Once, I was a Centaur.

I played basketball for Allentown College of St. Francis de Sales in Center Valley, Pa. I was on four of the school’s first seven teams, was MVP senior year and in 1974 graduated in the fifth class.

My junior year I kept a diary: A History of the Events of the 1972-1973 Allentown College B-Ball Season, as Chronicled by, and With the Personal Memoirs + Occassional [sic] Philosophizing of the Author, One Stephen J. McKee.  One-hundred-forty-five hand-writ pages. (Yes, I was an English major.)

But it occurs to me now: Were I today a “Bulldog” playing for “DeSales University” (both mascot and name changed in 2000), my private “History” would be not a diary but a blog.

So starting November 30  “…Personal Memoirs…” will be re-imagined as CENTAUR SEASONS

A blog before its time, posted 40 years after in real time.

Meanwhile, beginning on September 24, here at CENTAUR SEASONS the preseason has already tipped off, with stories, interviews and reminiscences of the people, the place and the purpose of those early years of Allentown College of St.

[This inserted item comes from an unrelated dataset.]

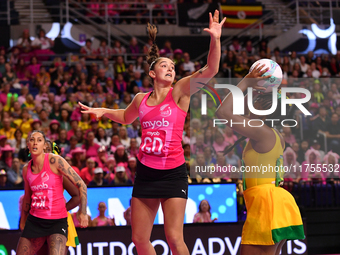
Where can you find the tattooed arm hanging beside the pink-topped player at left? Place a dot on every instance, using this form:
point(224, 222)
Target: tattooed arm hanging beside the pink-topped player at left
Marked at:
point(61, 165)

Francis de Sales.

Check back often. Sign up for CentaurSeasonAlerts. Email CENTAUR SEASONS to friends.

We were not a bad team, we Centaurs. We just weren’t very good. Winning was always the goal, if never exactly the point. How could it be, with victories so few?

Back then Allentown College of St. Francis de Sales was a couple of buildings in some cornfields.  Our commitment to the school’s basketball program was far greater than was the school’s commitment us. So what? We got to play college ball – and paid for the privilege! In return, we got to be part of a team, wear the red and blue, be Centaurs. And we got to create a place that was, right then, as much concept as it was college, making itself up as we went along.

What we got was a once-in-a-life-time chance.

All we had to do was keep showing up -- next practice, next game, next season. And so we did.